LGPD na Escola Municipal: Obrigações Legais e Como se Adequar
A Lei Geral de Proteção de Dados se aplica a escolas públicas municipais. Entenda quais dados são coletados, quais são as obrigações e como um sistema de gestão conformidade mantém a escola protegida.
A Lei Geral de Proteção de Dados (Lei nº 13.709/2018) se aplica a escolas públicas municipais. Isso não é uma interpretação — a ANPD (Autoridade Nacional de Proteção de Dados) já emitiu orientações específicas para o setor público, e prefeituras estão entre os entes obrigados. Escolas que coletam dados de crianças e adolescentes têm obrigações ainda mais específicas.
Este artigo não é aconselhamento jurídico, mas um guia prático sobre o que muda na operação escolar com a LGPD e como um sistema de gestão escolar ajuda a manter conformidade sem burocracia adicional.
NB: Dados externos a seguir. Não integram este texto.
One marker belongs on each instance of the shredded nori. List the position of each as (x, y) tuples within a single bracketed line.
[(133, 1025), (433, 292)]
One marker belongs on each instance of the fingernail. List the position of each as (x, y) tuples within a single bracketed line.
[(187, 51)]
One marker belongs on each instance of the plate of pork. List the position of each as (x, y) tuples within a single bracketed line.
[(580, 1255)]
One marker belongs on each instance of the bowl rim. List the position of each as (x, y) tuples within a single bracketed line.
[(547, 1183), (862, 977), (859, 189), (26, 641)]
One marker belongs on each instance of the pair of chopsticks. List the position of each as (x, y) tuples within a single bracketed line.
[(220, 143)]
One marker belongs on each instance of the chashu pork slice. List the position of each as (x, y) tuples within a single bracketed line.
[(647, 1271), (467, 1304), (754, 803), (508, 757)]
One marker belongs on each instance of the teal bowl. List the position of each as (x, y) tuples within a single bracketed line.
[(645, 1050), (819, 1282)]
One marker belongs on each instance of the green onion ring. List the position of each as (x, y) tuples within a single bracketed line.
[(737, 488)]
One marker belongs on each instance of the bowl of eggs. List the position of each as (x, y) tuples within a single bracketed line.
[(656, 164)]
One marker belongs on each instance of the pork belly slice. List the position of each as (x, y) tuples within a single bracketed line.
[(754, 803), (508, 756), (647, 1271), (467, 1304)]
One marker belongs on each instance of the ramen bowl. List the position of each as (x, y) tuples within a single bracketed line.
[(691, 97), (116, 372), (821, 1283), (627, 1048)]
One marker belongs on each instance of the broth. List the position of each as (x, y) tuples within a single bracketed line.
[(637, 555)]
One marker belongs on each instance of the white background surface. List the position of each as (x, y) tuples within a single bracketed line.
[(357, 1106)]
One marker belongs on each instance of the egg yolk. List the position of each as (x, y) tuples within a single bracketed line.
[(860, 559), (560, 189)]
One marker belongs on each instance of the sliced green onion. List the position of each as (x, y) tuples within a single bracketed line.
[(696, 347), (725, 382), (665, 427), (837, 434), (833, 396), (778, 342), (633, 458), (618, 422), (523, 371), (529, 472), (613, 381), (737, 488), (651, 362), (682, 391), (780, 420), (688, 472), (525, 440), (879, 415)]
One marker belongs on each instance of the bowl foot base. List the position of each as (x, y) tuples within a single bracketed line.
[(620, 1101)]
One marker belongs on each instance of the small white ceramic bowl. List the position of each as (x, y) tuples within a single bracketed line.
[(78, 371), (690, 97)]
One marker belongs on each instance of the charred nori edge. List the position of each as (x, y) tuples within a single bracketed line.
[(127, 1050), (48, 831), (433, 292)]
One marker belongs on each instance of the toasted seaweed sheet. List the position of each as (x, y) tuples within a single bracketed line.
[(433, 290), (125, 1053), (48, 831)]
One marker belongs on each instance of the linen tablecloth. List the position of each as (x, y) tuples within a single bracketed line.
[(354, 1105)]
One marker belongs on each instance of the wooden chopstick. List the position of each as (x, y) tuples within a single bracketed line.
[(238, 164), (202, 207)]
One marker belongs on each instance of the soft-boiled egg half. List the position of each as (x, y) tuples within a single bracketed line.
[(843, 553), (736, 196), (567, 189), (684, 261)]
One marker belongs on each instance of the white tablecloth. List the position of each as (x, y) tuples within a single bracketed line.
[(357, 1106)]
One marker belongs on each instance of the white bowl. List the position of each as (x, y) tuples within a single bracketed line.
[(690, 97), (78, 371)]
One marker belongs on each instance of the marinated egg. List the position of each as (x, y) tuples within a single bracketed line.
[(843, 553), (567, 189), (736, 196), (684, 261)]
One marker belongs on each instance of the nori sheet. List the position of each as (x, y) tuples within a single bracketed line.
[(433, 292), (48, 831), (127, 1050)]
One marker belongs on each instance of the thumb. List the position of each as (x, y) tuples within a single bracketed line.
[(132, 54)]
Quais dados as escolas coletam que são protegidos pela LGPD
A escola pública municipal coleta uma quantidade significativa de dados pessoais no dia a dia. Dados de identificação de alunos (nome, CPF, data de nascimento, endereço), dados de saúde (laudos médicos, necessidades especiais), dados de frequência e desempenho, dados financeiros para benefícios como o Bolsa Família, e dados de responsáveis e familiares.
Alguns desses dados são classificados como "dados sensíveis" pela LGPD — especialmente dados de saúde e dados de crianças — e exigem cuidados adicionais no tratamento, armazenamento e compartilhamento.
- Dados de identificação: nome, CPF, endereço, data de nascimento
- Dados sensíveis: laudos médicos, deficiências, condições de saúde
- Dados de desempenho: notas, frequência, progressão escolar
- Dados socioeconômicos: participação no Bolsa Família, CadÚnico
- Dados biométricos: quando usados para controle de acesso ou frequência
As 5 obrigações práticas da LGPD para escolas
A LGPD não exige que a escola implante um departamento jurídico. Exige que a escola saiba quais dados coleta, por que coleta, quem tem acesso, por quanto tempo mantém e como protege esses dados. Na prática, isso se traduz em cinco obrigações concretas.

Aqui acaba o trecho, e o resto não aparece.